La ruota delle meraviglie non è esattamente un’eccezione alla regola. La trama, ambientata a Coney Island e dintorni negli anni Cinquanta, intreccia le vicende di quattro personaggi: Ginny (Kate Winslet), cameriera in un ristorante di pesce con un passato da attrice; Humpty (Jim Belushi), suo secondo marito, giostraio nonché ex alcolista; Carolina (Juno Temple), sua figlia di primo letto, già “pupa del gangster”, che ritorna inaspettata da papà con la coda fra le gambe e due malavitosi alle calcagna; infine Mickey (Justin Timberlake), narratore non esattamente attendibile della storia, bagnino e aspirante drammaturgo, che seduce entrambe le donne, provocando la pericolosa gelosia dell’una e condannando involontariamente l’altra a una brutta fine.

 

Justin Timberlake, Kate Winslet e Juno Temple.

Già da questo stringatissimo resoconto si respira una certa aria di famiglia.
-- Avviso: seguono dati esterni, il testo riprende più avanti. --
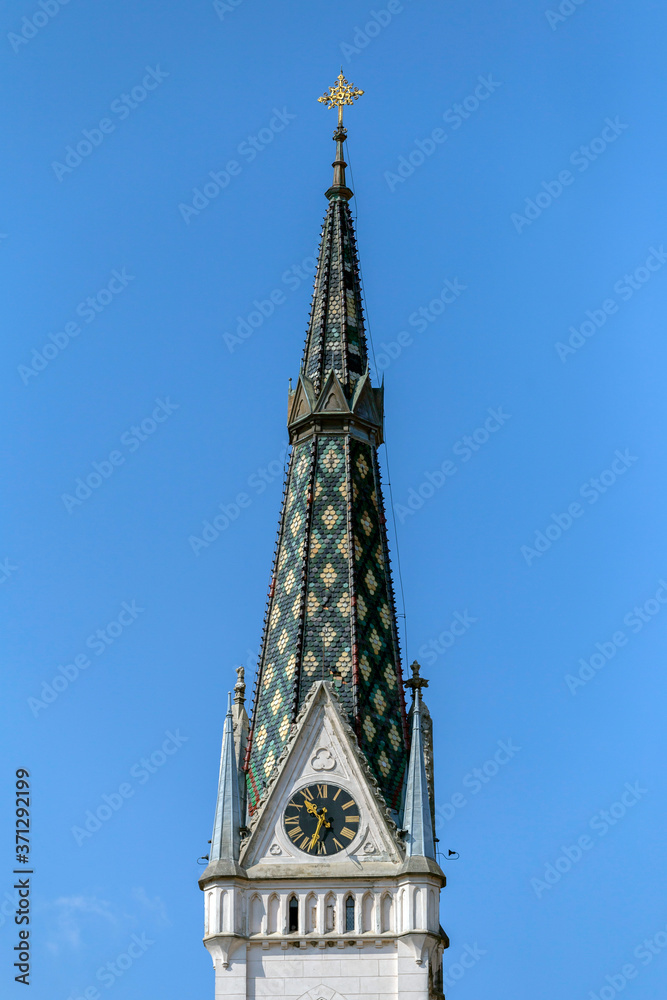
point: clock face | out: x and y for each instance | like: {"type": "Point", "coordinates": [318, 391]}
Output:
{"type": "Point", "coordinates": [321, 819]}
La Ginny di Kate Winslet, per esempio, col suo carico di ambizioni frustrate e i suoi rovesci esistenziali, è una sorta di versione proletaria della Jasmine di Cate Blanchett, incluse le strizzate d’occhio a Tennessee Williams (e forse anche al Wilder di Viale del tramonto); mentre il narratore interno che si rivolge direttamente allo spettatore, è una figura ricorrente nel cinema di Allen fin dai tempi di Amore e guerra: correva l’anno 1975.

Anche i temi squadernati dal film sono i soliti: il conflitto fra realtà e illusione, che nutre buona parte della produzione alleniana, a cominciare da un capolavoro come La Rosa Purpurea del Cairo (1985); e la questione della responsabilità morale e del senso di colpa, sulla quale il Nostro è tornato con una consuetudine quasi ossessiva negli ultimi anni, da Match Point a Irrational Man. Il tutto, naturalmente, esposto alla maniera dell’ultimo Allen, cioè riducendo i sottintesi al minimo e dichiarando il tutto a voce spiegata, con didascalica insistenza; di contro, si nota un sempre più frequente (e preoccupante) disinteresse nei confronti della tenuta del racconto, con passaggi rabberciati alla sans façon e svolte narrative risolte in modo spesso meccanico o sciatto.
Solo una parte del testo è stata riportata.